Gdy byłeś młodszy, chodziłeś gdzie chciałeś (9.05.2008)

Piątek, 9 maja 2008  

Gdy byłeś młodszy, chodziłeś, gdzie chciałeś. Pójdź za Mną!
(J 21,15-19  )

 
            Piotr niedojrzały w wierze kochał Jezusa bardzo, ale po swojemu. Dlatego nieraz z Nim dyskutował i chciał Go „korygować”, gdy coś nie mieściło mu się w głowie, albo wydawało się skandalem (J 13,7n.37n; Mt 16,22n). Piotr nie rozumiał słowa o krzyżu i odrzucał każdą myśl o tym. Z powodu tej niedojrzałej miłości został kilkakrotnie ostro upomniany przez Jezusa, a ostatecznie doprowadziła go ona do zaprzaństwa i upadku.  
            W dzisiejszej Ewangelii widzimy go przemienionego mocą Paschy Chrystusa. Piotr wyznaje miłość, która już nie stawia warunków i nie próbuje ciągnąć Jezusa w swoją stronę, ale jest gotowa pójść za Nim do końca. Bóg Ojciec przepasze Piotra mocą i posłuszeństwem, i poprowadzi go, już wolnego od siebie i swoich projektów, tam, dokąd żaden człowiek nie może pójść o własnych siłach: z Galilei poprzez Jerozolimę i Antiochię aż po Rzym.

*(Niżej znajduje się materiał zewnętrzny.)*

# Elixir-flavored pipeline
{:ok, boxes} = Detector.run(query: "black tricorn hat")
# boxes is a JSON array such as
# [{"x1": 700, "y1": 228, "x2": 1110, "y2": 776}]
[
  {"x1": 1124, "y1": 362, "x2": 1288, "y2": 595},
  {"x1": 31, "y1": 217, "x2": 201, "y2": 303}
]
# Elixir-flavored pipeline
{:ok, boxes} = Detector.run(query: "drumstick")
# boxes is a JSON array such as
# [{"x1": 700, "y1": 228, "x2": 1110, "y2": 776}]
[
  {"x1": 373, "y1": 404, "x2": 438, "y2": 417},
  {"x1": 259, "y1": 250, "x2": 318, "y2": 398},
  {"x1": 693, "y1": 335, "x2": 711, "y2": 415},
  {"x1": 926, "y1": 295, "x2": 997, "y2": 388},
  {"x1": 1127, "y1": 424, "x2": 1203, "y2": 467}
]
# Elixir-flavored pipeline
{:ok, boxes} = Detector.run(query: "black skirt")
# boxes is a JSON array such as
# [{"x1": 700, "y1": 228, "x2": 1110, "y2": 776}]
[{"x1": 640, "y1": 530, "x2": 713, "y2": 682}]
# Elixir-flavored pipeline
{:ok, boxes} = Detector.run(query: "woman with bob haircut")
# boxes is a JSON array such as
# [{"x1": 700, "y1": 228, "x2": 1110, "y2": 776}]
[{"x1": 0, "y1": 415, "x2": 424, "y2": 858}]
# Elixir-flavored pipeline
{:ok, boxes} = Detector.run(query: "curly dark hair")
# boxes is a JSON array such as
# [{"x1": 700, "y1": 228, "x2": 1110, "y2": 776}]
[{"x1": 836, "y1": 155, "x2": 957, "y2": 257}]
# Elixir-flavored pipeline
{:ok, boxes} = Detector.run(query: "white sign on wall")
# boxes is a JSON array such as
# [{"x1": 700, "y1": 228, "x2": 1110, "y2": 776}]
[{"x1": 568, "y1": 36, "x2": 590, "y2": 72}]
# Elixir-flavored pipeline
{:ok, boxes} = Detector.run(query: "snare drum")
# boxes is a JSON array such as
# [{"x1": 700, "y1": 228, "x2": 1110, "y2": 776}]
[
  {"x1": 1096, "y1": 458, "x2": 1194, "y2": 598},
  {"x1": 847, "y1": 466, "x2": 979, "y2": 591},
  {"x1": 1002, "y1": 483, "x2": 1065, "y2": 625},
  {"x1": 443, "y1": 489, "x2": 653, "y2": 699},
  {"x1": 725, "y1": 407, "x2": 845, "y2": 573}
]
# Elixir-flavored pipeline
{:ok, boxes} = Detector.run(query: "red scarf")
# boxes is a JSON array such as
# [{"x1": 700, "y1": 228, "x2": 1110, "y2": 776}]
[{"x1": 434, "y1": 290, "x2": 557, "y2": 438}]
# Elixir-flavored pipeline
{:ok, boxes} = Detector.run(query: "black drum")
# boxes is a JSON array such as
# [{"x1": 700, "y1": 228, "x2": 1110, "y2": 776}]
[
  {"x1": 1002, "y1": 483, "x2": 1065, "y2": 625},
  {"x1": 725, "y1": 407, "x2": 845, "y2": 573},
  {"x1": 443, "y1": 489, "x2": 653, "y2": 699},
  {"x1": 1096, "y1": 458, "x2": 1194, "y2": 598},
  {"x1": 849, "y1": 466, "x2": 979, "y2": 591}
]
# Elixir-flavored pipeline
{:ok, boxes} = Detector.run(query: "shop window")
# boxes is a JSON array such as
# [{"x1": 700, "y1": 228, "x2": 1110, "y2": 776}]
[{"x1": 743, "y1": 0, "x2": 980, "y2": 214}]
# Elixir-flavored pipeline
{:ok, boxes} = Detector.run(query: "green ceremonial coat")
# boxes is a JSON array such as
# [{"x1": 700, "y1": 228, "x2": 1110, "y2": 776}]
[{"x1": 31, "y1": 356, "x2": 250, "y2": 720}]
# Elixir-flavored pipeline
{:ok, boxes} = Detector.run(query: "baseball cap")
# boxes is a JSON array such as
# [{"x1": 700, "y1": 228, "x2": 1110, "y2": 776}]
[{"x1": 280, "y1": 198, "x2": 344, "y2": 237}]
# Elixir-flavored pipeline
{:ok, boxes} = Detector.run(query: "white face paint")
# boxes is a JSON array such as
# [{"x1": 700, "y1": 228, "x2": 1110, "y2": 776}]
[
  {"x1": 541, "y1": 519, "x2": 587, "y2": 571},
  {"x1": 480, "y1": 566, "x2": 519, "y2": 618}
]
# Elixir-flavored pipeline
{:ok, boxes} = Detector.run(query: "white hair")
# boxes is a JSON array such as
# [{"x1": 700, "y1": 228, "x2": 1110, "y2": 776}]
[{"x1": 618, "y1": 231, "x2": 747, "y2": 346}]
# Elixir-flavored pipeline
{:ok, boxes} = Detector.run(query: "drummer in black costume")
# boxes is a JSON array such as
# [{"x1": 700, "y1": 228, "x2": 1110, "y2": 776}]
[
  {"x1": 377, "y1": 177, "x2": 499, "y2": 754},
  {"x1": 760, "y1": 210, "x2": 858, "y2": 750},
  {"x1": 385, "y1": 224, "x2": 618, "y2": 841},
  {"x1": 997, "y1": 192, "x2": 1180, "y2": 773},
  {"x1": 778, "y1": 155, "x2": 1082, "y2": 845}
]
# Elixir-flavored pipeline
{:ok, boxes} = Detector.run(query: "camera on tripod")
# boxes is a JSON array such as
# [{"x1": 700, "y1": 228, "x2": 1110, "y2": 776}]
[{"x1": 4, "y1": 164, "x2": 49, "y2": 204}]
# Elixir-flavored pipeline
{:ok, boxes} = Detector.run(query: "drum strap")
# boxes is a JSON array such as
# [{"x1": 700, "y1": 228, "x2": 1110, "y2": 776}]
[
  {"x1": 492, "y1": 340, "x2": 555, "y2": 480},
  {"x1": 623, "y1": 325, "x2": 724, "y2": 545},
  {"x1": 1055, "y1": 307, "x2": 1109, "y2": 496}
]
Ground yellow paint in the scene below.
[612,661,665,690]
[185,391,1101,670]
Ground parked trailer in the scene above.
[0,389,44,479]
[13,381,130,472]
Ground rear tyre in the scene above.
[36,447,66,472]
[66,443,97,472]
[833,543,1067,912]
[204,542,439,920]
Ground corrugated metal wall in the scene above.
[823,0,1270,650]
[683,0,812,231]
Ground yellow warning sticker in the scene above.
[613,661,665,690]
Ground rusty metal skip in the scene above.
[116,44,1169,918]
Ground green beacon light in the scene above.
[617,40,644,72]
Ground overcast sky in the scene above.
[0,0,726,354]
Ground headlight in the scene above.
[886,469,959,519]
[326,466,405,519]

Metą tej drogi stanie się krzyż na stadionie watykańskim.
 
             Także Paweł jest na pozór bezwolnym więźniem rzymskiego namiestnika i przedmiotem politycznych rozgrywek arcykapłanów żydowskich. W rzeczywistości jego życiem kieruje Zmartwychwstały. Paweł udaje się do Rzymu nie dlatego, że został aresztowany, ani po to, by uciec przed nienawiścią starszyzny jerozolimskiej, ale ponieważ posyła go tam Chrystus  – jego jedyny Pan (Dz 23,11; 19,17). Jego męczeńska śmierć nie będzie zwycięstwem wrogów, ale jego własnym tryumfem i momentem osiągnięcia wieńca sprawiedliwości, bez porównania cenniejszego od laurów olimpijskich! (2Tm 4,6-8) 
            Dwaj Apostołowie wskazują nam drogę do prawdziwej wolności i dojrzałości chrześcijańskiej. Jej kresem jest niewiędnący wieniec chwały (1P 5,1).